The RJR Nabisco LBO would surpass all previous corporate mergers and takeovers, including the largest one now on record, the acquisition of Gulf Corporation by Chevron Corporation in 1984, at a cost of $13.3 billion. The largest leveraged buyout recorded was the buyout of Beatrice Foods by Kohlberg, Kravis, Roberts & Co., in 1985, at a cost of $6.1 billion. Under a leveraged buyout, shareholders are paid off with cash borrowed against the value of the company's assets.
What the management of RJR Nabisco has on its hands is a ``huge earnings cow,'' says Lemonides of Gruntal. In addition to its tobacco products, such as Winston, Salem, and Camel cigarettes, the company produces a wide range of food items, including Oreo cookies, Ritz crackers, LifeSavers, Planters nuts, Cream of Wheat, and Del Monte canned goods.
Assuming the management group is successful in buying out the company - and thus taking it private - it would probably sell off the food sector as quickly as possible, Lemonides says. ``The cash flow from the tobacco sector is much greater than the cash flow from food sales,'' he notes.
Two-thirds of the operating income comes from tobacco, rather than food. That means, he says, that if the actual final LBO cost is about $95 a share, or a total cost of $28 billion - an amount Lemonides finds more realistic than the $75 a share offered last week - the management group could sell off the food sector for about $16 billion. But that means that it would be able to acquire the profitable tobacco sector for about $11 billion, or roughly five times the cash flow from tobacco, which is about $2 billion. That, he reckons, would be ``a very successful acquisition.''
Going private at this time ``would give management much greater control over the future direction of the company,'' says Marshall Blume, a professor of finance at the Wharton School of Business. ``Some people within the corporate structure might well lose their jobs'' during a subsequent reorganization, says Mr. Blume. But on the other hand, he says, top management would be better able to focus on ``long-range policies,'' rather than having to satisfy shareholders eager for quick and profitable results on a month-to-month basis.
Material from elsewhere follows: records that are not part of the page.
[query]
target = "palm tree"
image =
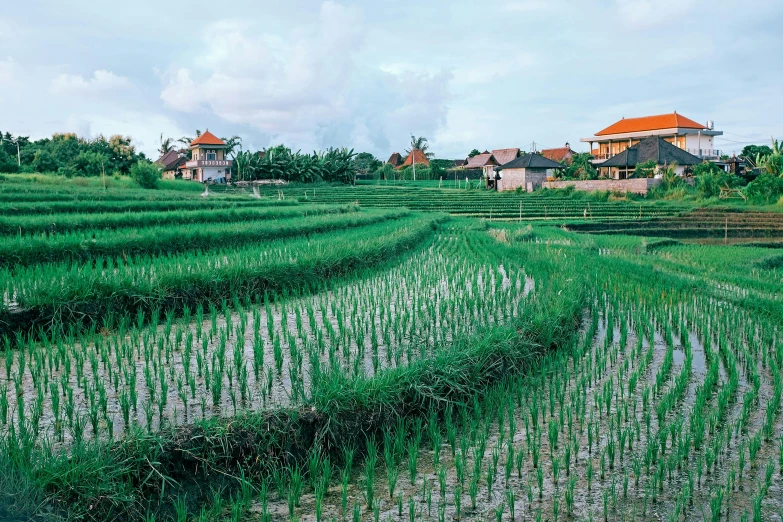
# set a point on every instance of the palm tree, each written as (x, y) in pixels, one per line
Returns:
(421, 143)
(165, 145)
(232, 144)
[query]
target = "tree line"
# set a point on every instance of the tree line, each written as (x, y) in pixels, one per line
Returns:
(68, 154)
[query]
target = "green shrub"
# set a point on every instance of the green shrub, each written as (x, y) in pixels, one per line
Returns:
(710, 179)
(43, 161)
(89, 163)
(766, 188)
(145, 174)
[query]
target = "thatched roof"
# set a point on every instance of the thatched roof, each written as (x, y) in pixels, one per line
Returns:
(395, 159)
(419, 156)
(530, 161)
(480, 160)
(503, 156)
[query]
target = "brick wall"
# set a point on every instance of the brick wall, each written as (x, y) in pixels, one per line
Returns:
(636, 186)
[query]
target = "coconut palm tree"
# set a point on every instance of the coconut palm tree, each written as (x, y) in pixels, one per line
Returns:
(232, 144)
(772, 163)
(165, 145)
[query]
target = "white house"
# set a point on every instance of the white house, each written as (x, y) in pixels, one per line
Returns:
(208, 162)
(676, 129)
(527, 172)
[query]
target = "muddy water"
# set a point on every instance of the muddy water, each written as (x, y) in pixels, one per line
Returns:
(361, 328)
(606, 497)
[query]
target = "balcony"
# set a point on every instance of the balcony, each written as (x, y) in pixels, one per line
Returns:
(706, 153)
(208, 163)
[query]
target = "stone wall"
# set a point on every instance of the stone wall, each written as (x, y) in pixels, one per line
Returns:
(634, 185)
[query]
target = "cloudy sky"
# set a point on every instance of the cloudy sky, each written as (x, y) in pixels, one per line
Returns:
(367, 74)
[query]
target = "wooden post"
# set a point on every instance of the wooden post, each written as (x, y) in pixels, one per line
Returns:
(726, 232)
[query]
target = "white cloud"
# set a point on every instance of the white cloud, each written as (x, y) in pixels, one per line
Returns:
(307, 90)
(525, 6)
(650, 13)
(101, 81)
(7, 71)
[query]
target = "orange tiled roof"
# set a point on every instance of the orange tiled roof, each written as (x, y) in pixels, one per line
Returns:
(207, 139)
(559, 154)
(648, 123)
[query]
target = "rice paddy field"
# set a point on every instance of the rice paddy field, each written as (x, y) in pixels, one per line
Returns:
(373, 354)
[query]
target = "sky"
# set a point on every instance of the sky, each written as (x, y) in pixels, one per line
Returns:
(367, 74)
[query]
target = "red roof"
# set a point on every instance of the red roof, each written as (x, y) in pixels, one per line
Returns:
(207, 139)
(560, 154)
(503, 156)
(418, 155)
(648, 123)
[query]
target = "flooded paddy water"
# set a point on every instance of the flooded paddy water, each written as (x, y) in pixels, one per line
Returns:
(224, 360)
(650, 415)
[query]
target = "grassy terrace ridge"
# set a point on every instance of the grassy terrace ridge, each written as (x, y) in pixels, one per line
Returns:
(60, 223)
(172, 239)
(483, 203)
(54, 296)
(81, 246)
(95, 207)
(102, 479)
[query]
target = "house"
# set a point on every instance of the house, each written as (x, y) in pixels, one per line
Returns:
(395, 160)
(416, 157)
(527, 172)
(655, 149)
(484, 161)
(560, 154)
(487, 161)
(208, 161)
(682, 132)
(170, 162)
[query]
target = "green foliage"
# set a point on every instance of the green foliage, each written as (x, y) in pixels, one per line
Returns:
(366, 163)
(331, 165)
(145, 174)
(710, 179)
(44, 161)
(89, 163)
(645, 170)
(765, 188)
(753, 151)
(70, 155)
(7, 163)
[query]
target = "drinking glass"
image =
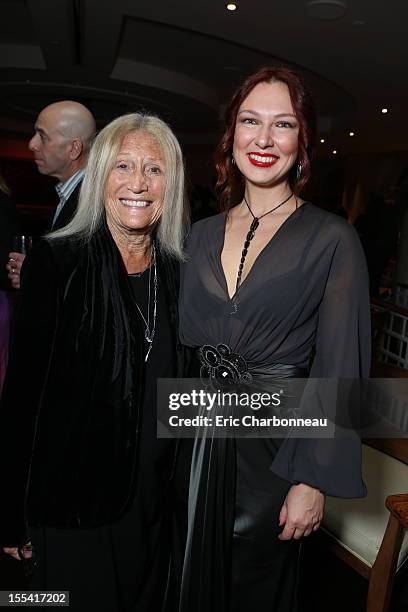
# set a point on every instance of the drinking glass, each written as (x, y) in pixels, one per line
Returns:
(21, 244)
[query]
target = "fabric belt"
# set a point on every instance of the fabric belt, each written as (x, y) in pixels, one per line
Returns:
(211, 506)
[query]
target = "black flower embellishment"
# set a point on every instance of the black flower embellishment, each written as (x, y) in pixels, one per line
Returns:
(220, 363)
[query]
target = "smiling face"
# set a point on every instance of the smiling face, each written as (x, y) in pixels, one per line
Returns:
(266, 135)
(134, 193)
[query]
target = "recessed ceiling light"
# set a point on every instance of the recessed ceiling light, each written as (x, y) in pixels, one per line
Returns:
(328, 10)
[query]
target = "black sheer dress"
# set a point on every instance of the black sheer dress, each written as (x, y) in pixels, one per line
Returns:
(129, 559)
(306, 295)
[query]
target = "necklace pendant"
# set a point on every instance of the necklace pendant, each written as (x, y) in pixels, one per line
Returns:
(234, 309)
(254, 224)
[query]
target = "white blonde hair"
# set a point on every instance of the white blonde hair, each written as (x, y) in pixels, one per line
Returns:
(173, 224)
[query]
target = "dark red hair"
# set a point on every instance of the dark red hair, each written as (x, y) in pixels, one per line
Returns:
(230, 183)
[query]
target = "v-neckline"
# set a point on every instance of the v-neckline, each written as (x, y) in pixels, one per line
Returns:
(272, 238)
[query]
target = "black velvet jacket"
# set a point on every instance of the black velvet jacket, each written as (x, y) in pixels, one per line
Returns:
(70, 409)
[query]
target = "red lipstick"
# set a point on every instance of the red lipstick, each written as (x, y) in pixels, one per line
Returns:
(262, 160)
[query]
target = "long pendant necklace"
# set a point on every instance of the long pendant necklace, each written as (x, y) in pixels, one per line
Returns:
(149, 333)
(252, 229)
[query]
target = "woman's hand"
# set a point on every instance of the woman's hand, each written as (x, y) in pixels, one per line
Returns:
(302, 512)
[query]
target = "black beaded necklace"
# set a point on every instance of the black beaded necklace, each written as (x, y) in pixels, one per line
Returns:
(253, 227)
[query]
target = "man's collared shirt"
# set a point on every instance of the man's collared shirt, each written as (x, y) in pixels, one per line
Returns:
(64, 190)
One question being asked here last week was whether the takeover bid by RJR Nabisco management might somehow be a ruse, designed to lure other potential buyers into courting the stock of the tobacco/food giant. Most analysts see the stock as undervalued. Following the LBO offer the stock soared 21 to 77 on Thursday. Yet, before that upsurge, RJR stock was selling at about 11 times earnings, far less than the earnings ratios of many non-tobacco food companies.
``The company is just very valuable,'' says Ron Morrow, an analyst with Smith Barney, Harris Upham & Co. Mr. Morrow sees no reason to doubt that the group headed by RJR Nabisco chief executive F.Ross Johnson is anything other than eager to go ahead with the buyout. ``They have the best food company that a tobacco company owns. It's a huge generator of cash.''
``The one thing that all of these mergers now seem to have in common is the search for a recession-resistant cash flow,'' says Charles Cerankosky, an analyst with Prescott, Ball & Turben Inc., in Cleveland. Mr. Cerankosky, a food specialist, notes that such major retail giants as Kroger and A&P have recently been linked to either attempted hostile takeovers (in Kroger's case), or acquisitions (for A&P).
Cerankosky does not believe the current merger activity will necessarily lead to greater concentration within the food industry, or a lessening of product innovation, as has been feared. Independent retail chains continue to flourish, he notes. And even many large producers such as Kellogg continue to be highly innovative, he notes, while smaller, regional producers are introducing new products.